Oh and add syntax_version = <newest> to new crates and additionally make sure "nice" error messages are produced when accidentally colliding with "old" syntax versions.

Alternative a #[syntax_features=...] crate/module(/function?) level annotation can work too (including stable).

Lastly do catch { ... } is not "that" bad :slight_smile:

Probably worth linking to [pre-rfc] Stable features for breaking changes at this point since a good chunk of that thread has been discussing the idea of “epochs” as a way of introducing minor breaking changes such as making catch a keyword, and the details of that idea seem to fit the spirit of your post.

1 Like

Was a decision ever made on catch syntax? Did it just land as do catch for now?

For now. This is not meant to be a permanent solution.

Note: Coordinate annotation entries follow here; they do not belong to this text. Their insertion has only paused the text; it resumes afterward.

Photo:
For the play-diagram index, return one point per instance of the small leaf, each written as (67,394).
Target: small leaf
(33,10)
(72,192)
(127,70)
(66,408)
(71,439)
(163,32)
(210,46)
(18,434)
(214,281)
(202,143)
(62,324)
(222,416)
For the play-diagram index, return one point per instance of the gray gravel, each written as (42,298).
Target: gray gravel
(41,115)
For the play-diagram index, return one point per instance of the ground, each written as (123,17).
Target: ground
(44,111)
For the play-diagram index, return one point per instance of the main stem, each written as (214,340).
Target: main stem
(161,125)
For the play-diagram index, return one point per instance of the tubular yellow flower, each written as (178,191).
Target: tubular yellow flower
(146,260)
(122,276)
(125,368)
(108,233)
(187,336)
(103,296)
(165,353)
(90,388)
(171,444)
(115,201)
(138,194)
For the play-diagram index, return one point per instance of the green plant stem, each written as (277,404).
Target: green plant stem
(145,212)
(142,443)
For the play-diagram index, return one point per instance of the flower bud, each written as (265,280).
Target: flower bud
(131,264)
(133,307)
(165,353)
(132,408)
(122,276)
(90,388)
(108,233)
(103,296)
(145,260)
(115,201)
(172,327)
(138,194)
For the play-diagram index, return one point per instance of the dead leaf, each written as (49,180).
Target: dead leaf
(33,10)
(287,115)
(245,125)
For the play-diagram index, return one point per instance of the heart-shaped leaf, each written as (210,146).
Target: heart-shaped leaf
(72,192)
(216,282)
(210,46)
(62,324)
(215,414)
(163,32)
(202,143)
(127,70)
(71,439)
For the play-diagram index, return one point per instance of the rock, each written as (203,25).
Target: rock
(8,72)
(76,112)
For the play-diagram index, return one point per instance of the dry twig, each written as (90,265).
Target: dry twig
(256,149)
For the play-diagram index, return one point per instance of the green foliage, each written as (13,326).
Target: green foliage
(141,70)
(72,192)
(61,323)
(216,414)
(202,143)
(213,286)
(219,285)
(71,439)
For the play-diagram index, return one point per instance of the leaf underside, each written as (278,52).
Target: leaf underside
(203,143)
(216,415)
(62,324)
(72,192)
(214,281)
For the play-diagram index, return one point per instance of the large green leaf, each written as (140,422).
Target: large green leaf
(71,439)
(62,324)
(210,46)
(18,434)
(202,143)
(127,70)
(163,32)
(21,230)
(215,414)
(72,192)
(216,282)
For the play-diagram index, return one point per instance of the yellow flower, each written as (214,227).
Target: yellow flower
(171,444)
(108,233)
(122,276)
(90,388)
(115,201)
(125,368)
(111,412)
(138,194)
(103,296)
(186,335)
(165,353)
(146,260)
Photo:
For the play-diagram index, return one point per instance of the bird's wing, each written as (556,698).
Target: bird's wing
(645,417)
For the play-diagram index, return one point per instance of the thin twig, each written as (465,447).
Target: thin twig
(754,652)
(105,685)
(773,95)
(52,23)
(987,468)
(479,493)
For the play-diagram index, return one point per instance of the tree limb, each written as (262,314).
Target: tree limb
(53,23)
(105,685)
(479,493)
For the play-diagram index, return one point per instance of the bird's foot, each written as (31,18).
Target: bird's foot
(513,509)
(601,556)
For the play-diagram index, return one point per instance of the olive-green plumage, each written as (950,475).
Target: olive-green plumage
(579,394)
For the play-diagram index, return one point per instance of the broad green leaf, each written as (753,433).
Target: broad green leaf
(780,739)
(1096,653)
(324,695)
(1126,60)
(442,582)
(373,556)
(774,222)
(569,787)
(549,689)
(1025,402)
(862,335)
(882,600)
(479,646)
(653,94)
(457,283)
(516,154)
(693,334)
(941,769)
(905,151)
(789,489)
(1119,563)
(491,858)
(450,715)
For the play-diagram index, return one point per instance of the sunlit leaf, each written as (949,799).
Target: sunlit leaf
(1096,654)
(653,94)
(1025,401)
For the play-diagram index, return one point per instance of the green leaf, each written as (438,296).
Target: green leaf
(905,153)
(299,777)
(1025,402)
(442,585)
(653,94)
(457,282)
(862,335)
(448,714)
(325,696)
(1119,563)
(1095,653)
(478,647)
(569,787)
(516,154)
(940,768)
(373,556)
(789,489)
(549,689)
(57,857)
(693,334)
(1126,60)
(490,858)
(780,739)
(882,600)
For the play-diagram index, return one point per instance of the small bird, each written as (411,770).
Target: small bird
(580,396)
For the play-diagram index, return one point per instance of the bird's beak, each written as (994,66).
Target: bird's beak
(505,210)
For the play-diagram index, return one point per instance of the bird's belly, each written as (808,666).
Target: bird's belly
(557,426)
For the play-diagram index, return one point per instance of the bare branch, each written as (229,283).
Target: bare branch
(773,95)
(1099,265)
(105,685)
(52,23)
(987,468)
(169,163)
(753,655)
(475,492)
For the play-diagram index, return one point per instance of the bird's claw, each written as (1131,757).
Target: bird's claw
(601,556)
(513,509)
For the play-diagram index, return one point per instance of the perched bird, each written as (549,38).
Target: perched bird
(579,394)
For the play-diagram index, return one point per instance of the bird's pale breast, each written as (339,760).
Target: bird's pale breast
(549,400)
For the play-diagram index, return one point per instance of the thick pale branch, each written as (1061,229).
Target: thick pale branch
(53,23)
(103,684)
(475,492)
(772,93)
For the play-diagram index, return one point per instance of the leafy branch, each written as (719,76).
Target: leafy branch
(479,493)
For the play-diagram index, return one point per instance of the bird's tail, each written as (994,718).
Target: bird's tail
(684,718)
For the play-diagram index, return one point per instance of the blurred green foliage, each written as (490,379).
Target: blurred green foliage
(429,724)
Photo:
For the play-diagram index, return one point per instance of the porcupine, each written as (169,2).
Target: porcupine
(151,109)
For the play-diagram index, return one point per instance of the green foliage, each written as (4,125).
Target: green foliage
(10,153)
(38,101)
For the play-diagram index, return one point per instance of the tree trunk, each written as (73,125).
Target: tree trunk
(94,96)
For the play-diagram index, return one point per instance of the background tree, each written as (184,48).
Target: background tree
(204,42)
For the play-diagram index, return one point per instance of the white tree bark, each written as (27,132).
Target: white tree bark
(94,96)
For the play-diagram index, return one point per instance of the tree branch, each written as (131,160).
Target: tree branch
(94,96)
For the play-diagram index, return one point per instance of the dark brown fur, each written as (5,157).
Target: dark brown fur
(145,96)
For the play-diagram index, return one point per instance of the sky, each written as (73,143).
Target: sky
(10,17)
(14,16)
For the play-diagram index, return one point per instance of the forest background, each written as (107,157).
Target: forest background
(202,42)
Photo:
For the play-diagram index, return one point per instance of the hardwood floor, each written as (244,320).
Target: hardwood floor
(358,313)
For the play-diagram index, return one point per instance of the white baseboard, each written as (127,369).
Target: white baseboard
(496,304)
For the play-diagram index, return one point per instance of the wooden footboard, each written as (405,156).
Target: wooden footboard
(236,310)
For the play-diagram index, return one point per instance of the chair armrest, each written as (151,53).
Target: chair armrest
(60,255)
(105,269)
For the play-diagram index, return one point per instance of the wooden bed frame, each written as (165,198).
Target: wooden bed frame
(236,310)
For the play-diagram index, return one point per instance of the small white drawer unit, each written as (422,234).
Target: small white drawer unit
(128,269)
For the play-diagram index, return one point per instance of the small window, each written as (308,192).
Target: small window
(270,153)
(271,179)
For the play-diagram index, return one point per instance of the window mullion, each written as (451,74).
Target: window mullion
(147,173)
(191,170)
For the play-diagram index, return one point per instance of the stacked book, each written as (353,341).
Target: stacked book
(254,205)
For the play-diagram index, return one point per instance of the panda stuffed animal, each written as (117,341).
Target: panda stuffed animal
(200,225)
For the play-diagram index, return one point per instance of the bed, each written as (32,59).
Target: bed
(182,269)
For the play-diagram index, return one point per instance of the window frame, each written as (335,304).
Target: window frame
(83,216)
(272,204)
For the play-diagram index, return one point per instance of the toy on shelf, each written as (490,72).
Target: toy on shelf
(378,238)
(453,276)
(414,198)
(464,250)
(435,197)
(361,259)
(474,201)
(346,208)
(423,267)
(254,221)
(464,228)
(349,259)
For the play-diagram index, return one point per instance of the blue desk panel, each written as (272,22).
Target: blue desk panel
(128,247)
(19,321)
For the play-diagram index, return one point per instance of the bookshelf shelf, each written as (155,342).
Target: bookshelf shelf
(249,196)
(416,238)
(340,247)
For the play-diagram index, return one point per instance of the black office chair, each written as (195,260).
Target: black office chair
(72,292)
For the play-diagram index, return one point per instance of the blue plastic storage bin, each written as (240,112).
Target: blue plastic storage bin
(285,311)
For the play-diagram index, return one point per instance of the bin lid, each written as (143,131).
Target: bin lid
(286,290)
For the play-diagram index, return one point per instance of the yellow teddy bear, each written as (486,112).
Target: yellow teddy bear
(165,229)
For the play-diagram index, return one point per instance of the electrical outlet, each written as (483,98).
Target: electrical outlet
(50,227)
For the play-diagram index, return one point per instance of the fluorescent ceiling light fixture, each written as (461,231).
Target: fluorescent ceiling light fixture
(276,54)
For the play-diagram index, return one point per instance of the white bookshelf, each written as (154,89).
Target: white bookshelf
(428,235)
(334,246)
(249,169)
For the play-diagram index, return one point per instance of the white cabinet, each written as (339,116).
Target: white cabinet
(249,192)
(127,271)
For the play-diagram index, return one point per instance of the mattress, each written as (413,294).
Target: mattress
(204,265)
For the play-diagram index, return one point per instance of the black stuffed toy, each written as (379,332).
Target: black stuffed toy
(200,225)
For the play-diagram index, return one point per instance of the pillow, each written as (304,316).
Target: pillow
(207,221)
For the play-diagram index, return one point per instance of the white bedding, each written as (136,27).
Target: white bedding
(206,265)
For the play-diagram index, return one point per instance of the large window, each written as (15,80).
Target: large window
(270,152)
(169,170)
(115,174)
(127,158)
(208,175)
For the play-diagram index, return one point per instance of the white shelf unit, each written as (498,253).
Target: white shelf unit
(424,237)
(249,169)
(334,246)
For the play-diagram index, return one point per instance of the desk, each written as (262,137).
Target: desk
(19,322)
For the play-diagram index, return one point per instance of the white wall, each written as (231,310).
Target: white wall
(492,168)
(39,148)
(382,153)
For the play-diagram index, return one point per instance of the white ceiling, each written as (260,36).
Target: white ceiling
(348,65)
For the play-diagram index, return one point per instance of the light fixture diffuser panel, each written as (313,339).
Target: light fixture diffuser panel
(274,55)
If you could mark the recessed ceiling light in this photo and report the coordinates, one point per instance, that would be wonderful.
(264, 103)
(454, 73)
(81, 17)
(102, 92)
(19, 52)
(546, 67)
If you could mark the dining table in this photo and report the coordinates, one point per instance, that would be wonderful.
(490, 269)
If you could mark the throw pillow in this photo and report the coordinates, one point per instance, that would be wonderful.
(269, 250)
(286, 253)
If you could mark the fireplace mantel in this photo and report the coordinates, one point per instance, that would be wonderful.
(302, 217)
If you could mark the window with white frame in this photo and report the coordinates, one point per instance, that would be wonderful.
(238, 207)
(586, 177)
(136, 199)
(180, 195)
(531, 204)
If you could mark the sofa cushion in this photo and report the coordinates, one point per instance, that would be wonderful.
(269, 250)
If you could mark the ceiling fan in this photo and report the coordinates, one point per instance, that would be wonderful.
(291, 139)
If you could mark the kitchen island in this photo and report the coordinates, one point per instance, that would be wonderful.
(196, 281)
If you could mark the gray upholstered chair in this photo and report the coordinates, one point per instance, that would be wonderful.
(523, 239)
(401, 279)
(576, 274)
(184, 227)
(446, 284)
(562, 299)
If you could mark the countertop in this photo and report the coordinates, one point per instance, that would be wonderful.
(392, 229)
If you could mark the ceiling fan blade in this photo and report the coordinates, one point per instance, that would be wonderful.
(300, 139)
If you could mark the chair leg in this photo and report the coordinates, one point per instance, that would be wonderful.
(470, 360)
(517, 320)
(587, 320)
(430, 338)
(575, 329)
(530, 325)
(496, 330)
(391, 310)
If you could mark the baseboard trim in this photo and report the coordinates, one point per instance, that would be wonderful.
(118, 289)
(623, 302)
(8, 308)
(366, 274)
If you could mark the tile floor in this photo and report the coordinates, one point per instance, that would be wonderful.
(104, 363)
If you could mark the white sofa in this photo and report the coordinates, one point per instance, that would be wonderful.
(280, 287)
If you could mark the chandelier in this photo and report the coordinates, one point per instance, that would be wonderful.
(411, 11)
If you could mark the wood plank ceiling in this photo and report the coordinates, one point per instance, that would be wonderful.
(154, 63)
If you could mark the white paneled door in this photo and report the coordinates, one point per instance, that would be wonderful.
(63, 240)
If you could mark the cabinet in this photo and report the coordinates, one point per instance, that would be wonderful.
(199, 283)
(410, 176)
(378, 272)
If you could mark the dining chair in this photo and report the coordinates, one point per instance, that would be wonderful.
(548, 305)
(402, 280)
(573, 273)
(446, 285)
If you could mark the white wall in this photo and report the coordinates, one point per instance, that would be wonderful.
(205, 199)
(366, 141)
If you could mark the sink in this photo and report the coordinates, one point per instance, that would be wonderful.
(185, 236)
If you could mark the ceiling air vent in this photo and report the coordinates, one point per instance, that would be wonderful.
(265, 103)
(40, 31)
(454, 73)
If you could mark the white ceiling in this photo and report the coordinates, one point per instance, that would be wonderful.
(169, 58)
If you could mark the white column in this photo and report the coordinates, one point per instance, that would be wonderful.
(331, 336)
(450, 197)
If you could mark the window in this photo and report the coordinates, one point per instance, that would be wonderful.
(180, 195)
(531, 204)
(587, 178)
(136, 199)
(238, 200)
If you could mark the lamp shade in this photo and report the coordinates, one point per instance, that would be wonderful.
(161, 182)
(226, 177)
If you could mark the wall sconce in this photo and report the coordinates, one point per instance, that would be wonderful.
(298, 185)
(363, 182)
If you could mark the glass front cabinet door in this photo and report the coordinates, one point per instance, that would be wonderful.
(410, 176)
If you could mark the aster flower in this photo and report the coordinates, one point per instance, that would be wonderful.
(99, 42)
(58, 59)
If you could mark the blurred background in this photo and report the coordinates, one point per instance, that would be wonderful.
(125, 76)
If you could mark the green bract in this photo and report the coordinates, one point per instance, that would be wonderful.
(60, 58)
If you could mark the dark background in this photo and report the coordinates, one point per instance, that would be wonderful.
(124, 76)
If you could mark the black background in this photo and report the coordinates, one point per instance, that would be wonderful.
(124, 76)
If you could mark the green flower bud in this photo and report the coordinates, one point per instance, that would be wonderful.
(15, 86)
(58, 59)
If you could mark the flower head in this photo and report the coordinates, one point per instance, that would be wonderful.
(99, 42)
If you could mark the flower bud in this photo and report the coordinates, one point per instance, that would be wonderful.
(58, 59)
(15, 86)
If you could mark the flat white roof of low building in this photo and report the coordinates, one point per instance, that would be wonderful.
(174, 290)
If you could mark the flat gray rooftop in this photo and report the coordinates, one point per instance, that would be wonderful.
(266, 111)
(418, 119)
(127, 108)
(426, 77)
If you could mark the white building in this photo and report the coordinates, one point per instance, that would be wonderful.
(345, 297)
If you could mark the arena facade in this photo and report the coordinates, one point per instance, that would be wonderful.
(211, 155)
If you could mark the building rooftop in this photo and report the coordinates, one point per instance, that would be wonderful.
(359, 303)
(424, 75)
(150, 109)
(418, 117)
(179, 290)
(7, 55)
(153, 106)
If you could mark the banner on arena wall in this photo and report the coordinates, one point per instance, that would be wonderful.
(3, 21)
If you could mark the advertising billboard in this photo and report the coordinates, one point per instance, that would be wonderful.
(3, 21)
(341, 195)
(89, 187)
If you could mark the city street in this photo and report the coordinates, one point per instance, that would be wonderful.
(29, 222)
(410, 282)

How about reserving a big bunch of keywords, once and for all (i.e. catch, await, class, etc.). Ah, I see that you already had the idea: https://github.com/rust-lang/rust/issues/10293 - well, how about reopening that ?

Well, it’s a bit late now. =) I’d prefer to solve this permanently with the concept of epochs, which is exactly the sort of thing we were anticipating when we closed #10293. I think the reason I am not keen on reserving “a bunch of keywords” is that then we wind up picking keywords not based on whether they are the Right Keyword, but based on whether we happen to have reserved it. OTOH, the whole Epoch discussion hasn’t really reached consensus yet, and in particular it’s not clear how often we might want to declare a fresh epoch – if the idea is to do this very rarely, then perhaps it makes sense that, in the next epoch, we reverse course on #10293 and do indeed reserve a bunch of common keywords.